The curfew on A-Tur was lifted due to the intervention by Mayor Teddy Kollek of Jerusalem, who was clearly disturbed by it. But police officials warned they would not hesitate to clamp curfews on any part of the city where rioting breaks outs.
The rioting at A-Tur, which is a tourist attraction because of its vantage point on the Mount of Olives, followed the end of the Moslem Sabbath on Friday evening.
The city had been quiet most of Friday. A small demonstration on the Temple Mount, site of some of the holiest Islamic shrines, ended without police intervention.
BOTTLES AND BURNING TIRES
But by evening, A-Tur was ablaze with burning tires, blocking the road to the Jerusalem Intercontinental Hotel. Bottles and stones were hurled at passing cars.
According to police, each time they removed roadblocks, new ones were erected. As the situation deteriorated, police drove through the neighborhood in jeeps, using bullhorns to order all residents into their homes.
The curfew remained in force throughout the night and all day Saturday, as city officials negotiated with local Arab leaders for a commitment that the rioting would not be resumed.
Jerusalem Police Chief Yosef Yehudai said, “I hope all residents of East Jerusalem will understand the message.

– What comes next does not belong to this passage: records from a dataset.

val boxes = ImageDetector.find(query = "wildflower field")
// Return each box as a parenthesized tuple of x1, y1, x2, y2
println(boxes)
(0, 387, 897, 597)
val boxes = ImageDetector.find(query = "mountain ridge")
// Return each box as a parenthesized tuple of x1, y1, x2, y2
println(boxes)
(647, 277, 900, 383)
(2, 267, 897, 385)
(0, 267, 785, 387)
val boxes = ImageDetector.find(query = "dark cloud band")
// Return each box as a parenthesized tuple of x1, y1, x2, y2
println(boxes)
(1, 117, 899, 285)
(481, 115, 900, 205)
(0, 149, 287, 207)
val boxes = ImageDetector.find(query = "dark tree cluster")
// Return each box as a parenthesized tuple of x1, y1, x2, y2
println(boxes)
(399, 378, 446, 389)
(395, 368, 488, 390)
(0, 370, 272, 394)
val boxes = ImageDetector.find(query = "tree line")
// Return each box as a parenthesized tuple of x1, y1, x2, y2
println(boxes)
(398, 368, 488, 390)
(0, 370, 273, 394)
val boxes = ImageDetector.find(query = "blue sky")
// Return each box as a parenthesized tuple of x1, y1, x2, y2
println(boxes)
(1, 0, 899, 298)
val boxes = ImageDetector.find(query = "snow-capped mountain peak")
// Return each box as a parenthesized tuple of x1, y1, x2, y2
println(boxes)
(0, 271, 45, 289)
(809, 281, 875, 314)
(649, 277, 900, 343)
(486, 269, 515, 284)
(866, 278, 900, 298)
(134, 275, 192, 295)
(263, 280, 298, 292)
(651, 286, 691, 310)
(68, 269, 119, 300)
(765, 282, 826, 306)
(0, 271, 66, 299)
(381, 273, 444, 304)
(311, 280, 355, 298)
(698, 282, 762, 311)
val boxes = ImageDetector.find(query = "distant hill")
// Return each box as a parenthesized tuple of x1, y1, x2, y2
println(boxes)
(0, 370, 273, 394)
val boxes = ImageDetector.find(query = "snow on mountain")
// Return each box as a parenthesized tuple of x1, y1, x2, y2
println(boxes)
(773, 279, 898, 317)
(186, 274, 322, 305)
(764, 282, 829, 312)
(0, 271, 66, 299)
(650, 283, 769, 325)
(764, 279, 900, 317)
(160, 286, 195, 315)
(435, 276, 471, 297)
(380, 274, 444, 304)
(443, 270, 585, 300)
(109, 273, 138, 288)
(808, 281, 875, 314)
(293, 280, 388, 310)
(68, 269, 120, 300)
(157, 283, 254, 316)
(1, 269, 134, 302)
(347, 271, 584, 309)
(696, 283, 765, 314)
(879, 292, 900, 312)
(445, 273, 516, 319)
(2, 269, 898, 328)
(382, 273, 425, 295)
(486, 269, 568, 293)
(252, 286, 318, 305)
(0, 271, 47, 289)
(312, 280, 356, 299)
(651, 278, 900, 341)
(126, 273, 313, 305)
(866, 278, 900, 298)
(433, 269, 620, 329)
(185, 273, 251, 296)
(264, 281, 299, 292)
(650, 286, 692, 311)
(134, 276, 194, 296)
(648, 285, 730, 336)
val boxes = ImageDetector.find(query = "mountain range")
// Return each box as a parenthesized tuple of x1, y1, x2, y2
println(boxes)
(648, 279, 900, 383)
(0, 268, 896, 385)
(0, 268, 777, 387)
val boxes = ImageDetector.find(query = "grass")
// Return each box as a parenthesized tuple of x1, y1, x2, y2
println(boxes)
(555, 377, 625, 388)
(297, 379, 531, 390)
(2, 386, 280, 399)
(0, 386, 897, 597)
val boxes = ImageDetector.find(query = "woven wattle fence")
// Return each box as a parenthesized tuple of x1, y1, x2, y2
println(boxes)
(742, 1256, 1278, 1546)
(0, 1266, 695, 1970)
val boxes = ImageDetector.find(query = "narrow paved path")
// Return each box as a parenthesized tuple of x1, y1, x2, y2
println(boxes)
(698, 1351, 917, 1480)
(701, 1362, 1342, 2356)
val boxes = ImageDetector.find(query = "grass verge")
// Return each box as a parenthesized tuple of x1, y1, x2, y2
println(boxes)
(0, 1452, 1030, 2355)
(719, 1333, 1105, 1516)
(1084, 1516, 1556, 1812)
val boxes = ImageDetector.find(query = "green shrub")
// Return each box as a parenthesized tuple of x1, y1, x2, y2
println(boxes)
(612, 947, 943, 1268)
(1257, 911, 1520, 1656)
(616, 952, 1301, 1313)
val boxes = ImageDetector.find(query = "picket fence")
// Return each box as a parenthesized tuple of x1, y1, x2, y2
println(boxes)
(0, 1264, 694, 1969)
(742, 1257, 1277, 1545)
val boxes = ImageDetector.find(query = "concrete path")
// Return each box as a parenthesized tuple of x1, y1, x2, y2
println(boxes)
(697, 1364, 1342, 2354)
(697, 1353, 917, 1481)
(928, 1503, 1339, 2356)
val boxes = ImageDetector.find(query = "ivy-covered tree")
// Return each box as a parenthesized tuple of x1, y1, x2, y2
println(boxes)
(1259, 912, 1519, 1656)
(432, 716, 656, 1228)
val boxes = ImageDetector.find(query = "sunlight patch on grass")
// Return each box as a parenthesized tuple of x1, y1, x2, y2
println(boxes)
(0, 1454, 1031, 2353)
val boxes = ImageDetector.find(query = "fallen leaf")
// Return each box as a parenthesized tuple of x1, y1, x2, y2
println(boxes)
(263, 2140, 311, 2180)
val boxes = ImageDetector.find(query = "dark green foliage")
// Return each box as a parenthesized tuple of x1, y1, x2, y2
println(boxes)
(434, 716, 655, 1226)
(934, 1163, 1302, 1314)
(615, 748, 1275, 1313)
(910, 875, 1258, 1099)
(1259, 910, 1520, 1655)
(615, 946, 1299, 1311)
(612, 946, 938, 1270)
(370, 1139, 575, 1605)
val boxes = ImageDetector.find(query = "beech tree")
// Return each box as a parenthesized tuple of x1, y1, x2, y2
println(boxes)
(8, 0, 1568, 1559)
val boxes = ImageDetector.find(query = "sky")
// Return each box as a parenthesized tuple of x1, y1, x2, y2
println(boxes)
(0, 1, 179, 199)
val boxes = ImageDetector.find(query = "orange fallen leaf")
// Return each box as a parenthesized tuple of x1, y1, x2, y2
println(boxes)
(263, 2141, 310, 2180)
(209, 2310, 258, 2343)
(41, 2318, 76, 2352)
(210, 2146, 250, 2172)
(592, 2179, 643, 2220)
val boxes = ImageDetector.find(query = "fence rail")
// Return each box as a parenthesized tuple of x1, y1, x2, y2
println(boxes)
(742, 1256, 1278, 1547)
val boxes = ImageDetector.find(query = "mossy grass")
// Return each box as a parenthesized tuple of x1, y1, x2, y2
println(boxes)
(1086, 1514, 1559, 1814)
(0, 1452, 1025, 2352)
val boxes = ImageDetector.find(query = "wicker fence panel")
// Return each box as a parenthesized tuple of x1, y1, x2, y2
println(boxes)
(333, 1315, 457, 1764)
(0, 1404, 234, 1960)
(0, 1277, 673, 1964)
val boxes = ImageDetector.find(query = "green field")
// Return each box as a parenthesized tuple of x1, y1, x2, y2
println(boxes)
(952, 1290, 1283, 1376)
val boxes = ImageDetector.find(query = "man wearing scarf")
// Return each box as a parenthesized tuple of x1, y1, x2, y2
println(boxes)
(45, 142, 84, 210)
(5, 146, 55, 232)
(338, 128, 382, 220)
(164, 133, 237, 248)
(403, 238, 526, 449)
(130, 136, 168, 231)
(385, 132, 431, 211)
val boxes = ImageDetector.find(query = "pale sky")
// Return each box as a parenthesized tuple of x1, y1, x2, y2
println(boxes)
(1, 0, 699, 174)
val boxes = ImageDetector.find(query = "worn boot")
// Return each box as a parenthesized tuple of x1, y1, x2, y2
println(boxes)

If they don’t let us live in peace, neither will they.”
Kollck was angered because the police acted without consulting him. He maintained that unrest in the city can be handled without resorting to curfews, a holdover from the British Mandate’s emergency regulations, which are not applied in Israeli territory.
The situation was relatively calm elsewhere over the weekend. But soldiers wounded an Arab youth with rubber bullets during a demonstration Sunday in Ramallah.
Curfews were lifted at most refugee camps in the Gaza Strip, but not on the biggest of all, Jabalya, which has about 50,000 inhabitants.
A curfew also remained in force in some parts of the large refugee camp at Rafah at the southernmost end of the Gaza Strip.